First of all we should know what does ETL stand for? ETL is Extract, Transfer, and Load. When the data is fed into the system in the front end, it goes to the database after batch processing. Then the data is transfered to the ETL system. As per the business transformation rule, the ETL developer/tester run the jobs in ETL. To run these jobs they use proprietary language of ETL's company/or/Unix. As per the business need jobs are created. Once we run the jobs, the data from source file get transfered to the target file. We might also need to use a lot of basic and advanced SQL to map and verify those data and see whether the data is transfered in accordance with the business transforamtion rule or not. Normally, we have to map data from source file to stage table; stage table to development database table; development database table to production database table.
- Tool: Informatica / Business Object's Data Integrator (OR other tools in the market). Actually ETL tools are proprietary.
- Should know how to test mappings
- Should be familiar with at least one programming language or scripting language. As ETL languages are proprietary, it would be helpful to know some language in advance. Keep in mind that each ETL's proprietary language has interface to call SQL. Most of the ETL tools have interfaces to use the bulk loading/unloading tools associated with the major databases.
- If we have Unix Platform, we should have knowledge of UNIX shell scripting
- We should have a knowledge of SQL. SQL can be used to extract data in most of the cases.

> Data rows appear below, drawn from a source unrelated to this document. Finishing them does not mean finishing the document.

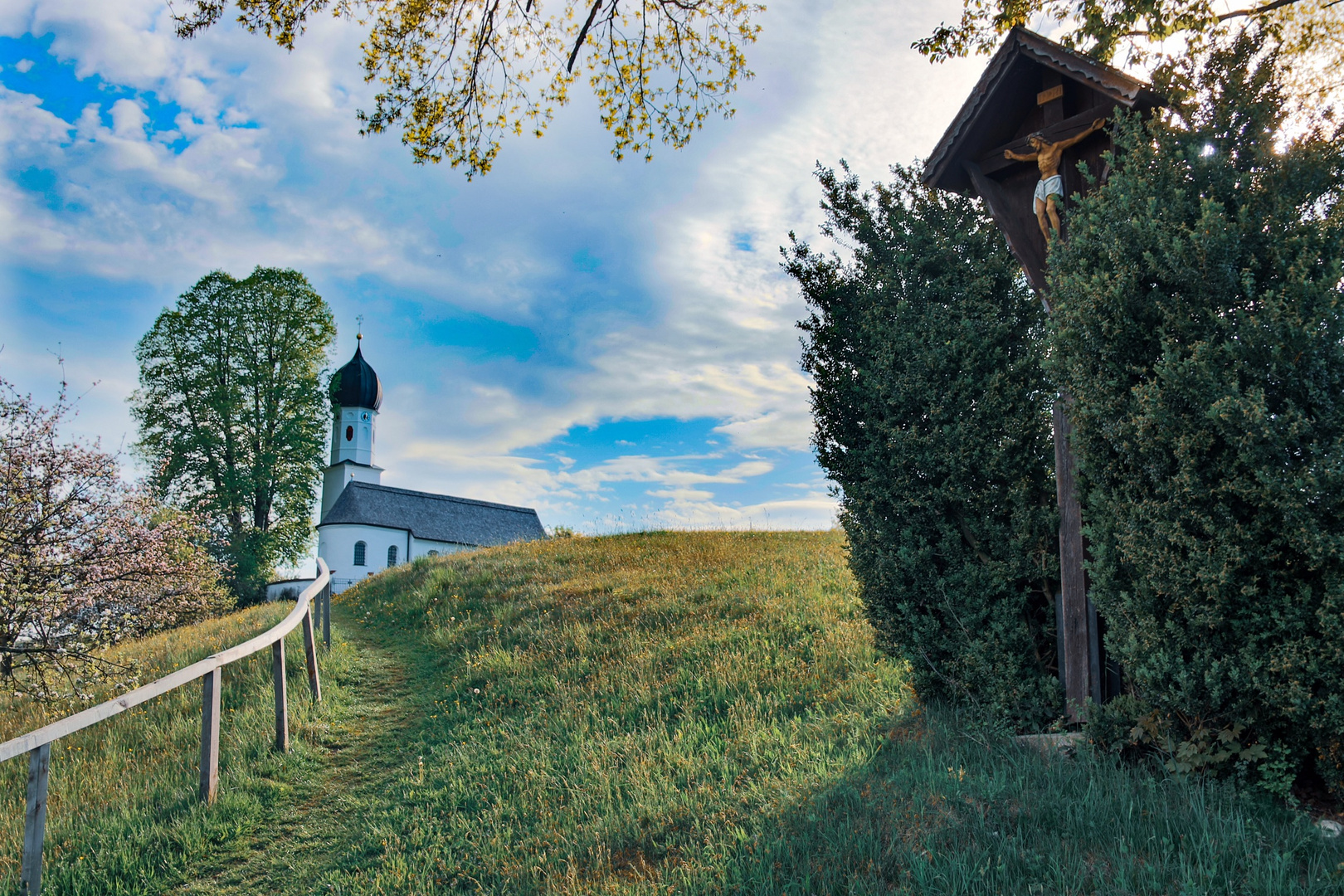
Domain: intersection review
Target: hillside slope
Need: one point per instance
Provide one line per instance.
(643, 713)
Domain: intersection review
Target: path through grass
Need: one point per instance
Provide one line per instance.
(645, 713)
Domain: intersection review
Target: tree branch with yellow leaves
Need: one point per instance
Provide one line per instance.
(459, 75)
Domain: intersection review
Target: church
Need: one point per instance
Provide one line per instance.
(368, 527)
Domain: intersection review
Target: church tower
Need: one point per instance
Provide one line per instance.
(357, 395)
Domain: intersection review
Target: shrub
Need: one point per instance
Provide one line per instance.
(933, 419)
(1200, 327)
(85, 559)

- Strong database (Oracle/SQL Server/Sybase whatever, one of them) knowledge
- Knowledge of working with large data sets
- Know how to analyse data quality
- Generally ETL tester involve in validating the source database, target database, data extraction, data transformation and data loading
- In addition, ETL tester creates UNIX shell scripts to access data and move data from production to development
- Further, they test different transformations (rules) to move data to the Staging area, ODS and finally Target Data base using Informatica or Data Integrator Designer.
- Should know how and where to use DDL and DML Statements
- Should be able to test ETL code
Although, ETL tools are common in market today, many Data Warehouse projects (especially in the past ) did not use the external ETL tool. In those cases, load utility is used to extract the data and populate tables which gives the flat file structure. So, in the absense of ETL tool, its job of transform and load of the staging and production table is still possible by using Transact SQL or PL/SQL or DB2/SQL.